Une femme vint un jour chez l'ermite. Voyant le vieillard en prières, et ne voulant pas le déranger, elle resta immobile devant la porte. Lorsqu'il eut terminé et qu'il parut à l'entrée, elle lui dit:

- Mon père, pourquoi pries-tu? Quoi qu'en disent les prêtres, il n'est pas vrai que Dieu exauce les prières des hommes.
- Femme, sais-tu que tu blasphèmes? fut la réponse du solitaire.
- Je sais ce que je dis, je ne blasphème pas, répondit la femme tranquillement. Durant vingt ans, j'ai demandé à Dieu une chose, toujours la même. Je me suis prosternée devant tous les autels à plusieurs lieues à la ronde, j'ai brûlé des cierges, j'ai fait des offrandes à la mère de Dieu. Cette unique prière s'élevait constamment de moi. coeur. Elle était ma première pensée le matin, et ma dernière le soir. Et, cependant, je ne suis pas exaucée. Je sais donc ce que je dis quand j'affirme que Dieu n'exauce pas nos prières.
- Non, tu ne le sais pas, répondit l'ermite. Ta prière n'était peut-être pas conforme à la volonté de Dieu.

Elle secoua la tête.

- Dieu ne voudrait-il pas que des époux s'aiment? demanda-t-elle.

Et elle raconta à l'ermite que, toute jeune fille, elle avait été unie à l'homme qu'elle aimait. Mais, après quelques années déjà, le coeur de son mari s'était détourné d'elle, et tout ce qu'elle avait dit et fait pour regagner son amour l'avait été en vain. Maintenant, ils n'étaient plus jeunes. Ils vivaient bien ensemble, mais un mur invisible les séparait, et il leur était même devenu impossible de sauver les apparences.

- Y a-t-il peine plus grande, dit-elle en terminant, que celle de vivre côte à côte, et année après année, avec celui que l'on aime plus que sa propre vie, mais avec lequel, en réalité, on vit en ennemi?

L'ermite la regarda avec compassion. Il comprenait l'intime chagrin et la grande ferveur de cette âme. Il n'aurait pas pu lui dire, comme le prêtre du village l'avait fait, que sa prière n'était pas assez ardente pour monter jusqu'au ciel. Il voyait aussi que, malgré les années qui avaient passé sur elle, et malgré sa longue souffrance, son amour était resté jeune et fort comme au début. Aussi, contrairement à ce qu'avait fait le prêtre du village voisin, n'essaya-t-il pas de sauver l'honneur de Dieu en lui faisant croire que son amour était de l'idolâtrie, et, comme tel, ne pouvait plaire à Dieu. L'ermite savait que les hommes ne sauraient trop aimer, et que le Dieu d'amour ne saurait condamner l'amour.

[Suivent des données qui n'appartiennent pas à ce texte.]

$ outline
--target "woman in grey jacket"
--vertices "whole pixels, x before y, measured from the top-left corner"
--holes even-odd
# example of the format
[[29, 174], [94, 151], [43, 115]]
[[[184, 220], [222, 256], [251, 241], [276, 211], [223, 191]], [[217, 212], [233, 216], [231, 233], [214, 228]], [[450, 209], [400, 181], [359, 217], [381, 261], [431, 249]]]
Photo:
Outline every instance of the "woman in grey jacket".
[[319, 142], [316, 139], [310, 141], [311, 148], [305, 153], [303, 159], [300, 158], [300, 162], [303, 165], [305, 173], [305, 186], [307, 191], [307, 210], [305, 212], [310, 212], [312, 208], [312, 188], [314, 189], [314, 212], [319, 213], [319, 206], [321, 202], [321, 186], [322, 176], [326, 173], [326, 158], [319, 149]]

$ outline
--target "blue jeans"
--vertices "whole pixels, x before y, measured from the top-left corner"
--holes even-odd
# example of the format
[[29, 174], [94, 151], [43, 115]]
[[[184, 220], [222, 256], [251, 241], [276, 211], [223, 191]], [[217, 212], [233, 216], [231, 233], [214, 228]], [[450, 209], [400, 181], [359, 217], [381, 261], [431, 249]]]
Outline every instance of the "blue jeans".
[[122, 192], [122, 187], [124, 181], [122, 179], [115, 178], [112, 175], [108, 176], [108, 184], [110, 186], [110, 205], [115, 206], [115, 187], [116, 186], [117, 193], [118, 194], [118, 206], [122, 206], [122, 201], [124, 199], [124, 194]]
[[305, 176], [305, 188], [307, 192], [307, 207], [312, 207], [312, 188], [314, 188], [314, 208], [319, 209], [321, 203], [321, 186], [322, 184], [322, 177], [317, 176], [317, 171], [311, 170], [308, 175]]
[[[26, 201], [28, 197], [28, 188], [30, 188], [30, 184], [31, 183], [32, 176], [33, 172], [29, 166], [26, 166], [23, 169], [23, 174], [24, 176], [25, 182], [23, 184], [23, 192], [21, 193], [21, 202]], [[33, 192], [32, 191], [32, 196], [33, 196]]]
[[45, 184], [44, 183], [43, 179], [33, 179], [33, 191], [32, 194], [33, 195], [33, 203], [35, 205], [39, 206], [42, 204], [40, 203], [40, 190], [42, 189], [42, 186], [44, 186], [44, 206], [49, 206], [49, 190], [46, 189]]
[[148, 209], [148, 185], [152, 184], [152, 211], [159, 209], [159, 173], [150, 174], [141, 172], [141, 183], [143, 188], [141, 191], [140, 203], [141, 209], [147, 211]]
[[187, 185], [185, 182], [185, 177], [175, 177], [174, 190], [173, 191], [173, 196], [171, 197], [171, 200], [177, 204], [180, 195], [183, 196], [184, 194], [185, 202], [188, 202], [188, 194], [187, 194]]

- Femme, tu ne sais ce que tu dis, c'est pourquoi Dieu ne te tiendra pas compte de ton blasphème. Mais tu es victime d'une grande erreur. Ta prière est exaucée, depuis très longtemps peut-être; mais tu ne l'as pas réalisé, et tu continues à demander ce que tu as déjà reçu.
- Je ne te comprends pas.
- Il ne suffit pas de savoir prier, continua l'ermite; il faut aussi savoir se rendre compte que notre prière a été exaucée. Va dans ta maison ; ne prie plus, mais accepte ce que Dieu t'a donné.

Il se retira dans sa grotte. Mais dans le regard de la femme brillait un rayon d'espérance. Et ce fut comme portée par des ailes qu'elle redescendit la pente rapide.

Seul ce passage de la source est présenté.